Right now, the bitcoin network can only support up to 7 transactions per second. Clearly, some changes will need to be made if bitcoin is to reach levels mainstream payments providers such as Visa. (designed to handle peak volumes of 10,000 transactions per second)
But the fact is that those favoring change are having the hardest time choosing one specific scaling solution, segregated witness, bitcoin unlimited, user-activated soft fork or other scaling solutions.
Segregated Witness was proposed by Core developer Wuille at the Scaling Bitcoin conference in Hong Kong in December, 2015. It is designed as a compromise solution to make the Bitcoin network approve more transactions with each block.
What’s special about Segwit is that a consensus of the entire Bitcoin network isn’t required in order to make it work. This is known as a “soft fork” – meaning Segwit will work even if some users don’t update their software to the new version, making it much easier to implement.
Bitcoin Unlimited is primarily designed to ease the process for users who want to pick their own block size limit. It has a lot of similarities between Bitcoin Core and Bitcoin Unlimited. That is only normal, as the code base used for both branches of development is nearly identical. But it offers high levels of security, privacy, and stability, seeking to provide a voice to all stakeholders in the Bitcoin ecosystem.
User-activated Soft Fork
Rather than requiring a specific amount of network hashpower – 95% in the case of Segregated Witness, or 75% in the case of Bitcoin Unlimited – a user-activated soft fork is triggered in a different manner. Individual users, companies, and service providers can activate this soft fork within their Bitcoin software client. At a predetermined time in the future, the soft fork will be activated. Any new block of data on the network not adhering to these new rules will be automatically rejected.

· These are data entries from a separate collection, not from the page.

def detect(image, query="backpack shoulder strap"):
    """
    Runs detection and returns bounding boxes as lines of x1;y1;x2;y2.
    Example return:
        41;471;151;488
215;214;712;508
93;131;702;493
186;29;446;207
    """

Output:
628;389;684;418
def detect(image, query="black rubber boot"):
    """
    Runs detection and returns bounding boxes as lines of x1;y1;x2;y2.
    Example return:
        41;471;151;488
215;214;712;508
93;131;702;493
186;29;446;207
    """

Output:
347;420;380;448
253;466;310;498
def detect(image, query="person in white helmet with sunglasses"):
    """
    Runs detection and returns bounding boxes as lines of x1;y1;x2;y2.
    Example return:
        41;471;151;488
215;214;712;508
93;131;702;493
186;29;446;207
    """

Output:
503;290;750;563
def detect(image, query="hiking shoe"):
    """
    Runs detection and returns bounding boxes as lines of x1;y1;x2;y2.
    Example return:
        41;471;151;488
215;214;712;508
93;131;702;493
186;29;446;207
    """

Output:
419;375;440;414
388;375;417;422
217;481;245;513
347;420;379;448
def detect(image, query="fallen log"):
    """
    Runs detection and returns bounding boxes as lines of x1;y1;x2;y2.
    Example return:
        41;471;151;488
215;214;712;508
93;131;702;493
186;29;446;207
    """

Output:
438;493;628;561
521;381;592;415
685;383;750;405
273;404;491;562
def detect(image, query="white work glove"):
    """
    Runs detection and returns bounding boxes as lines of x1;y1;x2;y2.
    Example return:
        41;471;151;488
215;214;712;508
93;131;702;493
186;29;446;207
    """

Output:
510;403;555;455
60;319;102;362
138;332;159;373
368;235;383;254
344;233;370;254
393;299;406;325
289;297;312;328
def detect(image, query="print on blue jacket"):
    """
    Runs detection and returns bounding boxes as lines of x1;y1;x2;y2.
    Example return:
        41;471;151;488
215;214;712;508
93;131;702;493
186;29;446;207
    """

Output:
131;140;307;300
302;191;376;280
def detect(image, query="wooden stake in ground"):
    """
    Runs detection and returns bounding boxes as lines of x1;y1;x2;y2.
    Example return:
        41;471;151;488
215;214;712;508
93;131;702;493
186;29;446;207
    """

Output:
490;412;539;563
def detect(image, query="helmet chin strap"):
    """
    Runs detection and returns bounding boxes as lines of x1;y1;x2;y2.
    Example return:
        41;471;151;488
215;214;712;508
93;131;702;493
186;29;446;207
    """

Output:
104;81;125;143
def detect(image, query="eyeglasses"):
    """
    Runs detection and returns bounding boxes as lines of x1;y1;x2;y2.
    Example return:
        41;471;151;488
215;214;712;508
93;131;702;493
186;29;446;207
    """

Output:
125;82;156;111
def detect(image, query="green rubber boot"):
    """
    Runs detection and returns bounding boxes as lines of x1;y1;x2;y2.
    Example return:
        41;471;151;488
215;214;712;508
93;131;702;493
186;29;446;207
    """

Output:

This may sound rather dangerous, but makes a lot of sense to less tech-savvy users.
No one knows which solution is best for the bitcoin ecosystem in the long run. But as the debate drags on, more people have realized that the worst scenario is doing nothing.
After weeks of contemplation, F2Pool finally decided to support SegWit on bitcoin. And following F2Pool’s announcement, ViaBTC clarified its stance on SegWit, noting that SegWit cannot solve the capacity problem.
“Should SegWit be activated, Bitcoin will have no choice but to proceed with Core’s current roadmap in the coming years, which will further intensify the impacts of an incompetent dev team on Bitcoin community and rule out the possibilities for Bitcoin to grow in multiple directions.”